Even the abrupt end of the affair is more a heartbreaking symbol than a dramatic, confrontational (and thus expected) incident. Amal is shot writing a letter explaining he must go, with the face, looks and gestures of the actor signaling utter sadness but then he is shot walking away silently in a corridor in the dark of the night, captured by a remarkable long shot: this is over with less than a whisper, and certainly not a bang. This is the fitting end of a romance that has been powerfully subdued; it does not bloom in usual narrative terms but rather in a gorgeously oblique way, it is really a triumph of the unspoken, even as emotions racked the characters’ faces – it may a mute affair but its impact is nonetheless deep and shattering.
The film lets this impact fully felt by taking Charulata’s viewpoint.
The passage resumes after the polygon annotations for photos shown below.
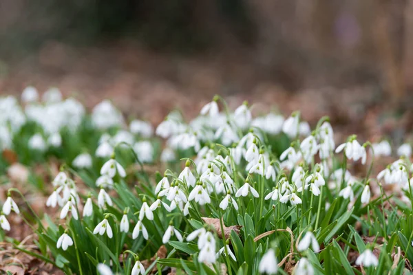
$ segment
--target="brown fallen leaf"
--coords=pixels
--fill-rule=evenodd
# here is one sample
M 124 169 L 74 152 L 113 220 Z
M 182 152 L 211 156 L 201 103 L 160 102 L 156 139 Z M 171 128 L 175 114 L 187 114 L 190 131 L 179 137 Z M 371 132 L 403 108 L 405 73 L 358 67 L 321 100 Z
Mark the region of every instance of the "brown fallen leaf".
M 215 218 L 202 218 L 202 220 L 205 222 L 205 223 L 212 226 L 215 231 L 217 232 L 217 234 L 218 237 L 222 239 L 222 232 L 221 230 L 221 223 L 220 222 L 219 219 Z M 229 239 L 229 236 L 231 235 L 231 232 L 234 231 L 237 234 L 240 234 L 240 230 L 242 227 L 242 226 L 235 225 L 231 226 L 229 227 L 225 226 L 224 224 L 224 221 L 222 220 L 222 226 L 224 227 L 224 233 L 225 236 L 225 239 Z

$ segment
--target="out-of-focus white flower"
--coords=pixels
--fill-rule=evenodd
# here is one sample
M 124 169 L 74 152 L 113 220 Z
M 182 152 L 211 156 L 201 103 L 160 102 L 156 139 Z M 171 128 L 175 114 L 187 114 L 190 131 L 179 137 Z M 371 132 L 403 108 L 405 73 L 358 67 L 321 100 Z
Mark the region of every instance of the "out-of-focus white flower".
M 404 155 L 405 157 L 410 157 L 412 155 L 412 146 L 408 143 L 402 144 L 397 149 L 397 155 L 400 157 Z
M 314 236 L 313 232 L 308 231 L 298 243 L 297 249 L 298 251 L 301 252 L 304 250 L 307 250 L 308 248 L 310 248 L 310 245 L 311 245 L 313 251 L 314 251 L 315 253 L 317 253 L 319 251 L 320 251 L 320 246 L 318 244 L 318 241 L 317 241 L 315 236 Z
M 39 92 L 33 86 L 28 86 L 21 93 L 21 101 L 25 103 L 34 102 L 39 100 Z
M 83 153 L 73 160 L 72 164 L 78 168 L 89 168 L 92 167 L 92 157 L 87 153 Z
M 64 251 L 67 250 L 67 248 L 73 245 L 73 240 L 70 238 L 70 236 L 66 233 L 63 233 L 57 240 L 56 247 L 60 248 L 61 247 Z
M 260 273 L 275 274 L 278 270 L 277 264 L 278 261 L 275 257 L 275 252 L 273 249 L 270 248 L 261 258 L 258 266 L 258 270 Z
M 32 150 L 39 150 L 44 152 L 46 151 L 46 142 L 41 134 L 36 133 L 29 140 L 29 148 Z
M 356 265 L 363 265 L 366 267 L 370 266 L 376 267 L 379 265 L 379 260 L 377 260 L 377 257 L 374 256 L 370 250 L 366 249 L 356 260 Z
M 129 131 L 132 133 L 147 138 L 152 136 L 153 128 L 149 122 L 135 120 L 129 124 Z
M 109 239 L 114 236 L 112 228 L 107 219 L 104 219 L 103 221 L 100 221 L 93 230 L 93 234 L 99 233 L 100 236 L 103 235 L 105 232 L 106 232 Z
From the first pictures onward, she is present in most scenes, often shot in dramatic lights or compositions (the camera relishes in moving swiftly or taking a bold, surprising angle), the camera intently focusing on her beautiful face, with a few POV shots letting the audience see the world through her cherished little pair of binoculars, in particular during that delicious afternoon in the garden, when she looks at Amal in a fresh way, but also pays a sad attention to a neighbor playing with a baby – a poignant reminder her married life is still childless, somehow unfulfilled.
“Charulata” is the detailed and elegant examination of a wonderful woman left alone in a corner of a magnificent house and at the fringe of a changing society (the scenes focusing on Bhupati capture the excitement among the Bengal elite about the possibility of changing India) but who becomes increasingly aware and proud of her sensibilities. Love and literature blend to help her assert her personality and her right to happiness and success – at the risk of breaking the nest she has conventionally built with Bhupati. “A broken nest” is actually the title of the short story written by Rabindranath Tagore that director Satyajit Ray is adapting here. He ends his film with a brief series of still images that underlines the harrowing situation Charulata and Bhupati must deal with. Time has stopped and fate is yet to take shape – but whether the wife and husband relation can be mended remains unclear; after all, despite her generosity, as she firmly extends her hand to her husband, Charulata is no longer the quiet wife who just embroiders things. She has found ways to be as independent and strong as her country reckons to become one day.